AN/SQS-4は、アメリカ合衆国のサンガモ社が開発した軍用ソナー

概要[編集]

先行するAN/SQS-10を発展させて、動作周波数を14kHzに変更したモデルとして開発され、1948年に提案されて、1951年より試験を受け、1954年より艦隊配備を開始した[1]。依然として攻撃用には別のソナーが必要であり、例えば海上自衛隊の護衛艦「あまつかぜ」ではAN/SQR-8が[2]、潜水艦ではAN/BQR-2/4が用いられていた。

その後、順次に低周波化されたことから、オリジナル版はmod.4、12kHz版がmod.3、10kHz版がmod.2、8kHz版がmod.1と称されるようになった。その後、これらは、音響ビームを旋回、ないしその方向を適宜変化させながら送信するRDT(Rotating Directional Transmission)能力の付与、また信頼性向上等を目的としたMARK(Maintainability And Reliability Kit)改修によって、下表のように順次に改称している[3]。平均的な探知距離は、SQS-29/30で6.9 km、SQS-31/32で5.9 kmであり、また水温躍層下の目標に対して、SQS-29の場合は2,100 yd (1,900 m)での探知が可能とされていた[4]

周波数 当初名称 RDT能力付与後 MARK改修後 送振機 直径×高さ [m] 重量
8 kHz AN/SQS-4 mod.1 AN/SQS-29 AN/SQS-39 TR-115 1.64×1.35 11,000 lb (5,000 kg)
10 kHz AN/SQS-4 mod.2 AN/SQS-30 AN/SQS-40 TR-114 1.17×1.16 10,250 lb (4,650 kg)
12 kHz AN/SQS-4 mod.3 AN/SQS-31 AN/SQS-41 n/a
14 kHz AN/SQS-4 mod.4 AN/SQS-32 AN/SQS-42 TR-116 1.03×1.05 3,730 lb (1,690 kg)

1954年より、ディーレイ級護衛駆逐艦への搭載を皮切りに、アメリカ海軍での配備が開始された。対潜ロケット砲搭載艦に広く搭載されたが、より長射程のアスロック対潜ミサイルの開発に伴ってさらなる探知距離延伸が要請されたことから、AN/SQS-29をもとに5キロヘルツ級に低周波化し、また攻撃用精密追尾機能を付加した発展型としてAN/SQS-23が開発され、1958年より配備を開始した[4]
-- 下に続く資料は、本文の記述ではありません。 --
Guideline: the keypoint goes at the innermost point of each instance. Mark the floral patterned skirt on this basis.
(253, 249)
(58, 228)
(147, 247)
また1960年代初頭には、可変深度ソナー版としてAN/SQA-10が開発された。これはAN/SQS-30B(RDT能力付与型AN/SQS-4 mod.2派生型)と同じTR-195送振機を使用して、やはり10kHz帯で動作するものであり、AN/SQS-4シリーズに組み合わされて搭載された。レイヤーデプス(変温層)に伴うソナー探知不能域(ブラインド・ゾーン)を解消する施策として期待されたものの、使用中に母艦の運動性が制限され、また曳航体の位置を正確に把握できないため探知を得た場合も目標情報の精度が低かったことから、有効性は限定的なものであった[5]

搭載艦艇[編集]

 アメリカ海軍

 海上自衛隊

 イタリア海軍

 スペイン海軍

 ポルトガル海軍

参考文献[編集]

  1. ^ Thaddeus Bell (2010年). “Probing the Ocean for Submarines A History of the AN/SQS-26 Long-Range, Echo-Ranging Sonar (PDF)” (英語). 2012年8月25日閲覧。
  2. ^ 香田洋二「国産護衛艦建造の歩み 第7回 1次防艦 その2“あまつかぜ”」、『世界の艦船』第780号、海人社、2013年7月、 104-111頁、 NAID 40019692292
  3. ^ BUPERS (1969). “Chapter 8 - Sonar Equipment”. US Navy Shipboard Electronic Equipments NAVSHIPS 10794-C. 合衆国政府印刷局. http://www.navy-radio.com/manuals/10794c/10794c-08.pdf. 
  4. ^ a b Norman Friedman (1997). The Naval Institute guide to world naval weapon systems 1997-1998. Naval Institute Press. ISBN 9781557502681. http://books.google.co.jp/books?id=l-DzknmTgDUC. 
  5. ^ 香田洋二「国産護衛艦建造の歩み 第12回 2次防その4「やまぐも」型「みねぐも」型 2次防艦の電気部/SQS-35VDS」、『世界の艦船』第788号、海人社、2013年12月、 150-157頁、 NAID 40019837845

関連項目[編集]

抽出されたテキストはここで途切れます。